The Fjord horse is typically an easy keeper. It is accustomed to surviving on very little and sparse food and is therefore an extremely efficient feeder. Pay attention to this when feeding. Make sure to feed a sufficient amount of roughage in the form of high-quality hay or haylage. If your horse needs concentrated feed, adjust the amount to your horse’s energy requirements. Your veterinarian or a feed consultant can advise you on whether your horse needs mineral supplements, which ones, and how much.


The Fjord horse has the gaits of walk, trot, and canter. The gaits are spacious, energetic, clear in rhythm, and with good impulsion from the hindquarters. It is also very sure-footed.

The Norwegian horse can participate in various disciplines.

Suitable Disciplines

The Fjord is versatile. It is a reliable partner for leisure riding and driving. But it also performs well in dressage and jumping for leisure riders.

How Much Does a Fjord Horse Cost?

The price of these Norwegian Horses can vary. It depends on age, training level, pedigree, and health condition. Prices can range from 4,000 to 10,000 dollars.

What is the Difference Between a Norwegian and a Fjord Horse?

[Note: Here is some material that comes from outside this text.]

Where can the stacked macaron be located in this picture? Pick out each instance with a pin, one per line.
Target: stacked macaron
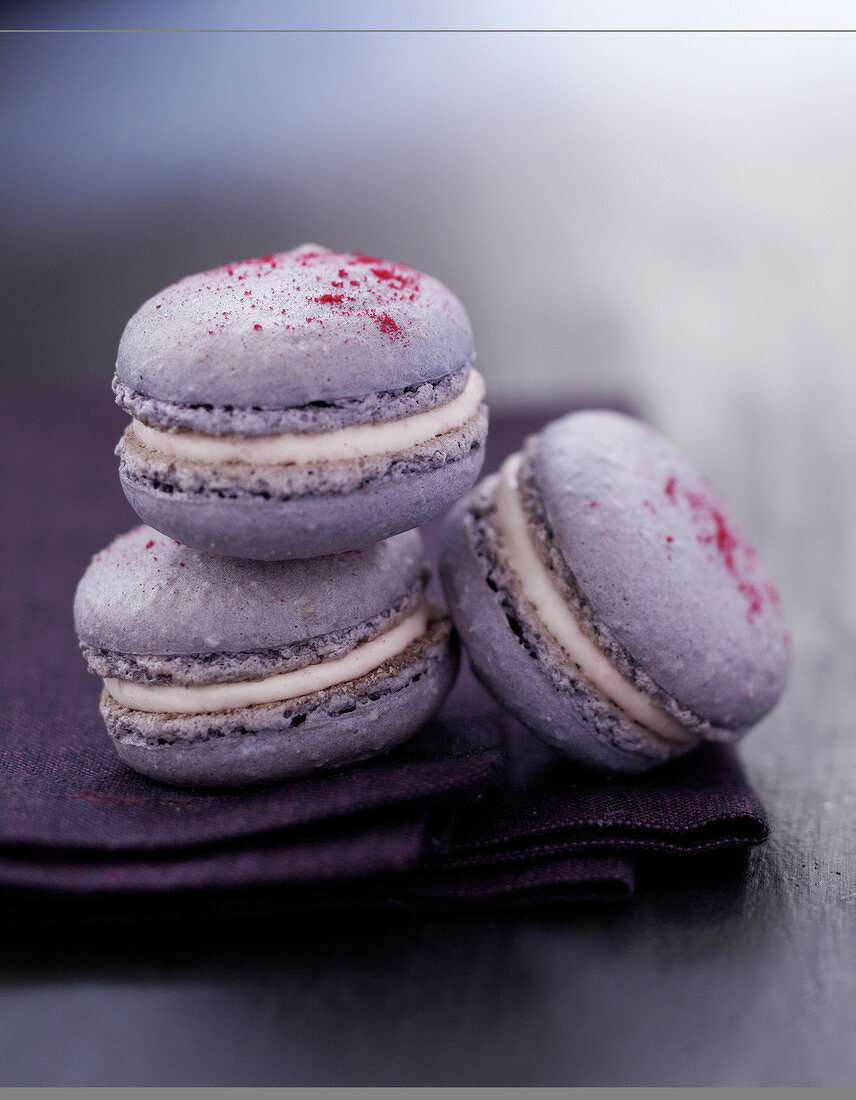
(292, 417)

The distinction between a “Norwegian” and a “Fjord horse” predominantly resides in the terminology utilized to delineate the same breed. Originating from Norway, the Fjord horse is celebrated for its unique appearance and adaptability. Specifically:

  • Norwegian Fjord Horse: Internationally, this is the accurate and official term to identify the breed. It highlights the horse’s roots in Norway, underlining its geographic and cultural heritage. In essence, this name is not only formal but also reflects a broader understanding of the breed’s origins.
  • Vestlandhest or Fjordhest: Utilized predominantly in Norway, these names bear significant local value. “Vestlandhest” is translated as “horse from Vestland,” pinpointing a specific region in Norway, whereas “Fjordhest” straightforwardly means “Fjord horse.” Consequently, these terms provide a more localized context, enriching the breed’s historical background.
  • Other Common Names: Diverse regions, including Germany and other parts of Europe, often colloquially refer to the Fjord horse as “Norwegian,” “Fjording,” or simply “Fjord.” These names are more informal and are typically used by horse enthusiasts and the general public. To clarify, while these terms are less formal, they are nonetheless widely recognized and contribute to the breed’s popularity across various cultures.


In summary, the Fjord horse is a breed that stands out for its unique appearance, calm and strong character, and versatility. It is suitable for a variety of disciplines and makes a wonderful partner for both children and adults.